When he worked for the LA County and after he moved to Washington, D.C. we maintained contact by telephone. And it breaks my heart to lose my connection with Gunther. I feel very lost. … [I will be with you]


Freehill, who was gay, retained his passion for addressing the plight of people with HIV/AIDS. In the 1990s he gave up his role as a firebrand activist and organizer of AIDS protest rallies to become a bureaucrat in city AIDS offices in L.A. and D.C.


His work was instrumental in the fight for funding social services and health care in Los Angeles and on a national scale.

A former Catholic, Freehill was also an activist against the AIDS policies of the Catholic Church. In a 1991 op-ed published in the Los Angeles Times, Freehill reprehended Church officials on their condemnation of condoms and other contraception.



“It is a known fact that condoms, used properly, block the transmission of HIV, the virus associated with AIDS,” the op-ed stated. “Despite this, the [Church] categorically condemns their use while teaching that taking a human life in self-defense is morally acceptable. 

The perverted message is this: The violent use of a knife or a gun to protect your life or the life of someone you love is perfectly moral; the loving, responsible use of a condom to protect your life or the life of someone you love is a grievous sin.” “That message places the lives of those who look to the church for guidance at horrifying risk of contracting a horrifying illness.
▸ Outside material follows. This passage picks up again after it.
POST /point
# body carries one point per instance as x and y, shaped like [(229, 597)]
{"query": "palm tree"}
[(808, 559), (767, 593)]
And in that, at the very least, the church must be stopped.”



In the same piece, Freehill also gave his own organization, ACT UP, sage advice on the power of respect and diplomacy: “Remember that being offensive is not necessarily being effective. Offending people is easy. Challenging people to think is hard.”



At the time of his fatal heart attack in 2013, Freehill was survived by his former partner Raymond Reece of Yountville, Calif.